Au retour des vacances, poussée par la nostalgie mais aussi par la gourmandise et le besoin de voyager à travers les plats que je cuisine, je me suis mise à la recherche de sumac. C'est finalement après le temps des fêtes dans un nouveau marché de produits alimentaires importés que j'ai trouvé un sachet de cette délicieuse épice citronnée et légèrement vinaigrée.
Le zaatar, quant à lui, est simple comme bonjour à préparer.
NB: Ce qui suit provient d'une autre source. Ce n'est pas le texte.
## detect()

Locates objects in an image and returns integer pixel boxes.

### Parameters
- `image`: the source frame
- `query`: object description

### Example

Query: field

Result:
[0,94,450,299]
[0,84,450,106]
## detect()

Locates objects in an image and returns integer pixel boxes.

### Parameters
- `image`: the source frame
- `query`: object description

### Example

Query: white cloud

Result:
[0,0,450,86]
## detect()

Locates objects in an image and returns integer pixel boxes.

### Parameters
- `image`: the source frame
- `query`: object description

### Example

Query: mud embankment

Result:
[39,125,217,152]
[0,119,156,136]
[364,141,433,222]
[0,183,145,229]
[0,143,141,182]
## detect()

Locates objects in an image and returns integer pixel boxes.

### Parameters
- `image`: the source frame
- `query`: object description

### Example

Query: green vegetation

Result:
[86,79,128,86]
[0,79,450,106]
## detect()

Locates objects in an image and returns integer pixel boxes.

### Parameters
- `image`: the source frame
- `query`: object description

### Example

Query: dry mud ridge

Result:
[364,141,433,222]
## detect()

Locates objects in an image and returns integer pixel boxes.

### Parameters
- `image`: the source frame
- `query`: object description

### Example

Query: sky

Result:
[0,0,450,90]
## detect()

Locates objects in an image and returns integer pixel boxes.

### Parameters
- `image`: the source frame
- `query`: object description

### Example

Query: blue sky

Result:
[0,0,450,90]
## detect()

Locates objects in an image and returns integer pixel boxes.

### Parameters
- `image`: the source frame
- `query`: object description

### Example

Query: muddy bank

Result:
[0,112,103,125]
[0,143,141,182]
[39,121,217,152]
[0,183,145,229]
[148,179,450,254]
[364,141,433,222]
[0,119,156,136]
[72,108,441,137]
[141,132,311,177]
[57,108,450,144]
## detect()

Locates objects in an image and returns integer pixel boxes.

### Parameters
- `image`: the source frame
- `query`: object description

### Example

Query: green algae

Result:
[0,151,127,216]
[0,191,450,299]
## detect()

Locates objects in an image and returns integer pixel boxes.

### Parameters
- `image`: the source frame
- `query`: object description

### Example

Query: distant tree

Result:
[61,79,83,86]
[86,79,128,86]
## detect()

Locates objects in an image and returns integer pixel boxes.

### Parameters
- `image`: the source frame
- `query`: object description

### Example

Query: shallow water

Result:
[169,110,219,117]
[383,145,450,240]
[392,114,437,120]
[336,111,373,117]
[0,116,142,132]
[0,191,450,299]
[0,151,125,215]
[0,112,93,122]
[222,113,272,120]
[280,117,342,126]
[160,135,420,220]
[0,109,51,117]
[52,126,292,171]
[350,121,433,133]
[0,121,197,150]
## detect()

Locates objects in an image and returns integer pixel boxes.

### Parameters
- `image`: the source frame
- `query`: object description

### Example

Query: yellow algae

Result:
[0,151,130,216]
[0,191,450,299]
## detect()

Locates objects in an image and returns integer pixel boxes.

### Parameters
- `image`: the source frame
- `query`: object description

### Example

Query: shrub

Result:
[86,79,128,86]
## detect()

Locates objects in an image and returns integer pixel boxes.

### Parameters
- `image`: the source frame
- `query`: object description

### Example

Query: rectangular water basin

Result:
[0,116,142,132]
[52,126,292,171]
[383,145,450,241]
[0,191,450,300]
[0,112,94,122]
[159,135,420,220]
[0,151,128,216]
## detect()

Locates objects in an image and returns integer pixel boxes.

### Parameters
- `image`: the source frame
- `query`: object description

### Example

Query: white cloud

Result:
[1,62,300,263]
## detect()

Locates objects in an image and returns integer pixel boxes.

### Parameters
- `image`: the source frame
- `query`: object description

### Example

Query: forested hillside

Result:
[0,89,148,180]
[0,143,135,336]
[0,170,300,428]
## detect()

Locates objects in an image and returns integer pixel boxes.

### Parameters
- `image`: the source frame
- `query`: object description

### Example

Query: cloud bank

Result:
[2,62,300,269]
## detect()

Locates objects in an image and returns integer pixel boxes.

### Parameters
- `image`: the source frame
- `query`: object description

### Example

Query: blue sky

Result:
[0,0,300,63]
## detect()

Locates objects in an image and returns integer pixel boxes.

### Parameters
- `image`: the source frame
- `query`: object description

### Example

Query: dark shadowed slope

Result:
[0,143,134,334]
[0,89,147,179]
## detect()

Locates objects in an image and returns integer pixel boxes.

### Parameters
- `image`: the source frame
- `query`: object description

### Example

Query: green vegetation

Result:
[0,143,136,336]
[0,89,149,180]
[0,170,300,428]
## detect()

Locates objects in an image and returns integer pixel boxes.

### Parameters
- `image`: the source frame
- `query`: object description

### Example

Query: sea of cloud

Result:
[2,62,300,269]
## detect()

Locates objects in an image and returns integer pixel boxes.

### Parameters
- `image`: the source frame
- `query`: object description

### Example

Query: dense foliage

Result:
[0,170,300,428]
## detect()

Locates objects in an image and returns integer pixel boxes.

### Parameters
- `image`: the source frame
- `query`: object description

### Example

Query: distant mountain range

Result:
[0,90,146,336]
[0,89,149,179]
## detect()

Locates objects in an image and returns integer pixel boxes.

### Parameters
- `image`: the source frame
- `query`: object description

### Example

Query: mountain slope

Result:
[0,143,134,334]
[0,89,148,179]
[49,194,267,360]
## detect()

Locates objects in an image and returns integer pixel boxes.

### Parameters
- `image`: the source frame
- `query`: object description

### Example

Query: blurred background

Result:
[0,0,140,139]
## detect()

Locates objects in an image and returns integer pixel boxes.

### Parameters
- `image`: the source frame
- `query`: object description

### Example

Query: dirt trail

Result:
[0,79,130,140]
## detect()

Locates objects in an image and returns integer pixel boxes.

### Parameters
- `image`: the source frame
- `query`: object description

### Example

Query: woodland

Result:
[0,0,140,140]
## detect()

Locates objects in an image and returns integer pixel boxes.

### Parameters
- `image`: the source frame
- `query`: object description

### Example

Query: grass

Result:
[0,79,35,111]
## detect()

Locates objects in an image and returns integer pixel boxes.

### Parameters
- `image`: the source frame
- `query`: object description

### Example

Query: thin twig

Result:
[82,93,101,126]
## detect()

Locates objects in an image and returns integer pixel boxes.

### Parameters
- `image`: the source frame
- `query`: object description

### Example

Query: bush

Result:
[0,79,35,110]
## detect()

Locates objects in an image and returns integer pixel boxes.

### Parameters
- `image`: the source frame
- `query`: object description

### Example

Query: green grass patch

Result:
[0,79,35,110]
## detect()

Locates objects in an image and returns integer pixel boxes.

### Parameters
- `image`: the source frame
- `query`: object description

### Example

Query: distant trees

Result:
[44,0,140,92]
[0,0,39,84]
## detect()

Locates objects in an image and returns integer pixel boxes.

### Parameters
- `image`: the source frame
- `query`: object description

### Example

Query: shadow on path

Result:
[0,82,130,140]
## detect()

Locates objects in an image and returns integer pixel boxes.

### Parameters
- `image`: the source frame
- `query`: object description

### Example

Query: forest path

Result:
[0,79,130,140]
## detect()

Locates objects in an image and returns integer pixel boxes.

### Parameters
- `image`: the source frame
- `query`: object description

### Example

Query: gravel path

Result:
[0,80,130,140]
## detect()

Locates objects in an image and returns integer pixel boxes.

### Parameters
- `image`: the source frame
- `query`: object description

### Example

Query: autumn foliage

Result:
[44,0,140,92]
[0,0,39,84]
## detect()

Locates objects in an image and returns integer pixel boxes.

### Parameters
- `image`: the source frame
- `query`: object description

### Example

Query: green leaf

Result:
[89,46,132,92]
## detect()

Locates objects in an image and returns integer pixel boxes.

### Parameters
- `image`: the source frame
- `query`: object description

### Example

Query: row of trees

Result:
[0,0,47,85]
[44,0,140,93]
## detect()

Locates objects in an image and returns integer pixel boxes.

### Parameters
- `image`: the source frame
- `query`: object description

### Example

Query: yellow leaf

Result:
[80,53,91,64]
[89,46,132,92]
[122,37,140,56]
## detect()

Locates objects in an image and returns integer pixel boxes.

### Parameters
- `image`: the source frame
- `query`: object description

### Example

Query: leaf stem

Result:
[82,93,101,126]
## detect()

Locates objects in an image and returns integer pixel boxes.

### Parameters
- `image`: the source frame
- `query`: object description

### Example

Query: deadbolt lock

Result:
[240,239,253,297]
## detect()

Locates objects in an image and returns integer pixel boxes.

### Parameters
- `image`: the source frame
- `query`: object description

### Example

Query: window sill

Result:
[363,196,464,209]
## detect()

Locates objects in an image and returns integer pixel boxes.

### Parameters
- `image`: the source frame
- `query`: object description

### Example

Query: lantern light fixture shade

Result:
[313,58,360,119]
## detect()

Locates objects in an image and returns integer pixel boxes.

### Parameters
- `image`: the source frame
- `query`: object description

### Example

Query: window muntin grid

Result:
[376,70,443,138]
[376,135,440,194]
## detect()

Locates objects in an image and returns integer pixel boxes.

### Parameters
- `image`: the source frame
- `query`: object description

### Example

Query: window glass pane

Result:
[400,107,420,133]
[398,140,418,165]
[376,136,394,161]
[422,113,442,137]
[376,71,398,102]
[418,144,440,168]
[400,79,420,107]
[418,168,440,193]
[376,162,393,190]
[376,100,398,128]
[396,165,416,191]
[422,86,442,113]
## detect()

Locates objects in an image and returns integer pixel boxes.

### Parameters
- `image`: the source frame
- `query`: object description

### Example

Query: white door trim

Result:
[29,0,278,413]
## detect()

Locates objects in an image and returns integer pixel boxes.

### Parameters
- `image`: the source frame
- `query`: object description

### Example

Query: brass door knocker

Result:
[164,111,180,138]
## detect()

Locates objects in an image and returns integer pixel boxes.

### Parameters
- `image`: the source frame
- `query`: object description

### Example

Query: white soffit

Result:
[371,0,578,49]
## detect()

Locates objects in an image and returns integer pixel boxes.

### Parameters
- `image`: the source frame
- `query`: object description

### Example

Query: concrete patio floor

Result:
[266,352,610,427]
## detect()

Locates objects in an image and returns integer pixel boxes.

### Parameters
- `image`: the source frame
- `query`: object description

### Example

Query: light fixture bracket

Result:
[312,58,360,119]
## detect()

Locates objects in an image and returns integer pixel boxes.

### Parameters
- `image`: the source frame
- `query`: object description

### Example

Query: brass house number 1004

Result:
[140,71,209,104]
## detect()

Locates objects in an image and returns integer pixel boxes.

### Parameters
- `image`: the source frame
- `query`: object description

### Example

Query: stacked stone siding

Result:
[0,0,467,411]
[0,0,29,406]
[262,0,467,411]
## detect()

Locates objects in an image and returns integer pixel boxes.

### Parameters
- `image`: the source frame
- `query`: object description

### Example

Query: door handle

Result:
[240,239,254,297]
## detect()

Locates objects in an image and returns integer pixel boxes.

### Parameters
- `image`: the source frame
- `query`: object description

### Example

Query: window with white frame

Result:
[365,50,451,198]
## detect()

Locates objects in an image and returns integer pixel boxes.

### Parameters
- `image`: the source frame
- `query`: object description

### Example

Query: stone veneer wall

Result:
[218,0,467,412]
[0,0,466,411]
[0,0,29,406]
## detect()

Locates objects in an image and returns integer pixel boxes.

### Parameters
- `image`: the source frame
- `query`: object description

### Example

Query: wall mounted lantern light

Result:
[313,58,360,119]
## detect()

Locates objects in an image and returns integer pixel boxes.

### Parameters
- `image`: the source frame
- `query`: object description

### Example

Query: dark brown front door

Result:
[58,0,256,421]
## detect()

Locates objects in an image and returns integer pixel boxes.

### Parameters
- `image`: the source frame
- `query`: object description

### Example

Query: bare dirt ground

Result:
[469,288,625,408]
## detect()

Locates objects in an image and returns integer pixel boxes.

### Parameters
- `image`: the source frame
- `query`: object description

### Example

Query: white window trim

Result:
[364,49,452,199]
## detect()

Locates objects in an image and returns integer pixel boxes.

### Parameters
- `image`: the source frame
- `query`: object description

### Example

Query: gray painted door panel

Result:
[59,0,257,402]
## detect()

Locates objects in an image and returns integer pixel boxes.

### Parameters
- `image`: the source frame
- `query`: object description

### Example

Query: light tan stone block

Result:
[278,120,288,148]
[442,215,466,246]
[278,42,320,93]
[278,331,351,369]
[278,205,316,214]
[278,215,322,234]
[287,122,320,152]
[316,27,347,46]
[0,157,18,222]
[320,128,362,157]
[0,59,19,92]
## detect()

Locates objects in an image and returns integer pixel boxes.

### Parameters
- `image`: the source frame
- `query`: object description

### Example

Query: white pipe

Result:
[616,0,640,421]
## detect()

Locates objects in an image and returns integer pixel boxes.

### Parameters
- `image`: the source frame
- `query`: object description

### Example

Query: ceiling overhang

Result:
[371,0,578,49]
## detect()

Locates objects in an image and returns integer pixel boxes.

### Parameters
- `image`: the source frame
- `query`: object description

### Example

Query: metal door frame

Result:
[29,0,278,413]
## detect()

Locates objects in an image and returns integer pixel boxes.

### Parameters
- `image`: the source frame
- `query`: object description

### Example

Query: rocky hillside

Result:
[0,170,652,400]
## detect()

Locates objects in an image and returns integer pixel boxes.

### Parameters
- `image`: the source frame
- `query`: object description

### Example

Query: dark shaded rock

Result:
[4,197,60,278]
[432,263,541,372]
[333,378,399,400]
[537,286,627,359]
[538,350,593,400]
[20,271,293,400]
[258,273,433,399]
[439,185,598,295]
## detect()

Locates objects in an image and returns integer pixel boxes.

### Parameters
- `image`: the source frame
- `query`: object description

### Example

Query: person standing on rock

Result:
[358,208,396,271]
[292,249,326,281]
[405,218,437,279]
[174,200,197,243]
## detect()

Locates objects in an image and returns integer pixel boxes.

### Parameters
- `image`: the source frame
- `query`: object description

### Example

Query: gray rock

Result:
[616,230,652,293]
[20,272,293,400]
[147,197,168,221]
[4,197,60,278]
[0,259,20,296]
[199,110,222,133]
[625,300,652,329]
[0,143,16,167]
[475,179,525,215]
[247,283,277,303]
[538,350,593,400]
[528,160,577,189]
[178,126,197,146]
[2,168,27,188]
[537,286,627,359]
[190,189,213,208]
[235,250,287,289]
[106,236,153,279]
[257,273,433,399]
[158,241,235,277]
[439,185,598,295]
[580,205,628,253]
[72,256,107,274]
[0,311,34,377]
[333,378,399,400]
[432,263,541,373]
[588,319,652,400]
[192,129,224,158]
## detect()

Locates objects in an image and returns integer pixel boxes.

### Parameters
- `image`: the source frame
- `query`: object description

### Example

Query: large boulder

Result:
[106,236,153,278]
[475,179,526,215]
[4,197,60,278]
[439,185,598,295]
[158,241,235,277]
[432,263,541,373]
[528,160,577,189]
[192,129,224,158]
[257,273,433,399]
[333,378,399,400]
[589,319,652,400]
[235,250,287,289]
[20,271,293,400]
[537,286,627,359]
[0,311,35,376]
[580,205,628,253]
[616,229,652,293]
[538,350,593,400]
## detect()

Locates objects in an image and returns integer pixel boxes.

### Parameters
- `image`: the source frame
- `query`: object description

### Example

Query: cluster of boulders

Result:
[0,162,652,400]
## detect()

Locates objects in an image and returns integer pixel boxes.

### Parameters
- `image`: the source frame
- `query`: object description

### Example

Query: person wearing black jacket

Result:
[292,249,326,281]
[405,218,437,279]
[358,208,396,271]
Selon ce que j'ai pu lire en ligne, il existe autant de versions de ce mélange d'épices qu'il y a de ménagères au Moyen-Orient, mais toutes ces versions ont à leur base le thym (zaatar veut aussi dire thym en arabe). Le zaatar est donc quelque chose de personnel et s'adapte aux goût de tout un chacun. Certains y ajotuent une longue liste d'herbes et d'épices; je préfère garder le mien tout simple.
Lorsque j'ai eu tous les ingrédients nécessaires sous la main pour la première fois et que j'ai commencé à expérimenter avec le zaatar, le premier ingrédient auquel j'ai pensé fut le pois chiche, une légumineuse omniprésente au Moyen-Orient. Et quelle idée merveilleuse ce fut! Apprêtés de cette façon, les pois chiches deviennent croustillants à l'extérieur et crémeux à l'intérieur. Ils laissent aussi la chance au mélange d'épices de s'exprimer et rayonner. C'est délicieux, exotique, nourrissant et différent.
Servez-les comme plat principal avec ma salade arabe et des pains plats pour un lunch léger et ensoleillé ou en accompagnement avec des kebabs de poulet ou d'agneau ou du poisson grillé lors du retour de la saison estivale et des grillades. Ces pois chiches sont aussi délicieux comme garniture dans un wrap.